AI literacy isn’t a one-off tick-box exercise. AI systems change, new systems are adopted, the regulatory landscape evolves, and staff turnover means new people need training. Build a programme with:

  • Initial onboarding training for new staff
  • Annual refresher for all staff
  • Updated training when new AI systems are deployed or existing systems change significantly
  • Targeted training when compliance requirements change

Document everything

Documentation serves two purposes: it demonstrates compliance to a regulator, and it ensures consistency and quality in your training programme. Document:

  • Your training programme structure and content
  • Who received which training and when
  • Assessment results (if you assess comprehension)
  • The rationale for your tiering decisions
  • How you determined what “sufficient” means for each role
  • How training is updated and when

The documentation question

The Act requires you to “take measures to ensure” sufficient literacy.

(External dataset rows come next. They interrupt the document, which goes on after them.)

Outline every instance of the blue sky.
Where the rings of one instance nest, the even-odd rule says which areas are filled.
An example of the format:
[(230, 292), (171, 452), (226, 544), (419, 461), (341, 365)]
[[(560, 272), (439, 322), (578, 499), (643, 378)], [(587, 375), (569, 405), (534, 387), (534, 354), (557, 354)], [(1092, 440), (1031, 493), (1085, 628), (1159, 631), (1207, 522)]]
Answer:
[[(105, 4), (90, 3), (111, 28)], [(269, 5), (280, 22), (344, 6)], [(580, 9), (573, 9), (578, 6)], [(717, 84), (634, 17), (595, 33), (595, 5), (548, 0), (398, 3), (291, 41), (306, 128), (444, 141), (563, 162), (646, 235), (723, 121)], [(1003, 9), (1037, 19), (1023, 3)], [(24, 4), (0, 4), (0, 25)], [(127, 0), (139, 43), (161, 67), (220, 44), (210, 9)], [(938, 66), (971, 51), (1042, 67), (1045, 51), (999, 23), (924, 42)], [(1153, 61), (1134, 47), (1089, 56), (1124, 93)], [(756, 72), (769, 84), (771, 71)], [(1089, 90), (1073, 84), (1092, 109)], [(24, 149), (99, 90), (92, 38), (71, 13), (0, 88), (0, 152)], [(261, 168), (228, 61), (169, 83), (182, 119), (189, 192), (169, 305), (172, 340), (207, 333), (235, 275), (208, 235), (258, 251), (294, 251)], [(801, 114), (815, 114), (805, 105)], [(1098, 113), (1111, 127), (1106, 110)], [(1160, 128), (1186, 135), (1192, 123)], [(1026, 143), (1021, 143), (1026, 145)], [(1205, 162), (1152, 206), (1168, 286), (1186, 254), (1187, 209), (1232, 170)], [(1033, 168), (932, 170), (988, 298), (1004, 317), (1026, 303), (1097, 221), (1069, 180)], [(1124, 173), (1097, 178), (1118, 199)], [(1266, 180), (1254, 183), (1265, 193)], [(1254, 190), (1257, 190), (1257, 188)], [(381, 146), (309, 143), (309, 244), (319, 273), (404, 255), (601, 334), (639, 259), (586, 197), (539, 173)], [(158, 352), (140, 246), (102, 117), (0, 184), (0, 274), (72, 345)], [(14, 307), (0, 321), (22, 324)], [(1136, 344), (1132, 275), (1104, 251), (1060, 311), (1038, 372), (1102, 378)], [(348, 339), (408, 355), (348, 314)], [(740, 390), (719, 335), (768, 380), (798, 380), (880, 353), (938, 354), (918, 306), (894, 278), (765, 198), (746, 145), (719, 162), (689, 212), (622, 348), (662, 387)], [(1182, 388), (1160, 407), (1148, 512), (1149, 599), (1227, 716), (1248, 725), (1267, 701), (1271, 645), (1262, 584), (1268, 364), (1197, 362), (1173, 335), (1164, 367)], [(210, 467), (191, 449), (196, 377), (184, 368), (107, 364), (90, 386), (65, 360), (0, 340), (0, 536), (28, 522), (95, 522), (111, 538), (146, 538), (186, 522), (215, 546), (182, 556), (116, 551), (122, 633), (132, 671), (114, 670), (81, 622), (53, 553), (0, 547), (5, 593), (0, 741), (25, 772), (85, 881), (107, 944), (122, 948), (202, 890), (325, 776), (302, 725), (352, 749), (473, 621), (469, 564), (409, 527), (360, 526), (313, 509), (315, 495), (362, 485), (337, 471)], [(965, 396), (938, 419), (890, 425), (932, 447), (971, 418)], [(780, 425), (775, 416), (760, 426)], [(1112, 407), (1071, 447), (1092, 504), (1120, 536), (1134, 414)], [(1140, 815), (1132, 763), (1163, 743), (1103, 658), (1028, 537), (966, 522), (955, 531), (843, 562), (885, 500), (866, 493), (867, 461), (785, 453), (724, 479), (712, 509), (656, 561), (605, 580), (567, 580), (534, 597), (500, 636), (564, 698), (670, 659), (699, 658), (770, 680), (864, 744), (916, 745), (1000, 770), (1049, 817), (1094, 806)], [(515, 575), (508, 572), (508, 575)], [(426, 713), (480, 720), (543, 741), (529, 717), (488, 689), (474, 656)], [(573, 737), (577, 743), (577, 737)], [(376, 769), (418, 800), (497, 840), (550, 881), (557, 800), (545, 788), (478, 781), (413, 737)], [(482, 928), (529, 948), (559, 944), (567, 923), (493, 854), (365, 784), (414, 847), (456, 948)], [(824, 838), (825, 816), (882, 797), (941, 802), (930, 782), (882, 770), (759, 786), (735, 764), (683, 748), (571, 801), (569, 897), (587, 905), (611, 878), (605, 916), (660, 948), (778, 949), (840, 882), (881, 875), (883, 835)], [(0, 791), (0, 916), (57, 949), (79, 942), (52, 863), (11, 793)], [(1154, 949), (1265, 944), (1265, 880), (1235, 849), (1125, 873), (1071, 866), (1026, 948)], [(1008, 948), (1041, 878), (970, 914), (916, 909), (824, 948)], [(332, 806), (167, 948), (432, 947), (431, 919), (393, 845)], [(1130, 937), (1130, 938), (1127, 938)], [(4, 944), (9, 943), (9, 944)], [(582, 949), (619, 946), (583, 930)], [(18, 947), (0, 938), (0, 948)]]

It doesn’t specify that those measures must be documented. But undocumented compliance is effectively unprovable compliance. If a regulator asks how you’ve met your Article 4 obligation, “we told everyone about AI in a team meeting” isn’t going to satisfy them.

At minimum, maintain records of:

  • Training materials and their content
  • Attendance or completion records
  • Dates of training delivery
  • Evidence of regular updates

This doesn’t need to be elaborate. A spreadsheet tracking who completed which training module and when, combined with the training materials themselves, is sufficient for most organisations.

Common mistakes

Treating it as optional. Article 4 is already enforceable. It’s not a recommendation, and it’s not deferred to August 2026. If you haven’t addressed it yet, you’re already behind.

Over-engineering it. Some organisations respond to Article 4 by commissioning expensive, multi-day training programmes. For most roles, a focused 60-to-90-minute session covering general awareness, plus role-specific follow-up, is sufficient. The Act says “sufficient,” not “exhaustive.”

One-size-fits-all training. A single “AI awareness” presentation for all staff fails the proportionality requirement. The Act explicitly requires you to consider each person’s role, knowledge, and context. The person overseeing an AI hiring tool needs fundamentally different training than the receptionist.

Ignoring contractors and third parties. Article 4 covers “other persons dealing with the operation and use of AI systems on their behalf.” If you use contractors, consultants, or outsourced service providers who interact with your AI systems, they need appropriate literacy too. Include AI literacy requirements in your contracts with third parties who operate your AI systems.

Training without context. Generic AI courses from online learning platforms might check the “training provided” box, but they don’t address the specific AI systems, use cases, and risks in your organisation. Supplement generic content with organisation-specific material.

Article 4 is the Act’s least dramatic requirement. It carries no dedicated penalty provision (though non-compliance falls under the general penalty framework). It doesn’t require conformity assessments, impact assessments, or technical documentation. But it’s the foundation on which effective AI governance is built. People who don’t understand the AI systems they work with can’t oversee them, can’t monitor them, and can’t identify when something goes wrong. AI literacy isn’t just a compliance obligation. It’s a prerequisite for everything else the Act requires.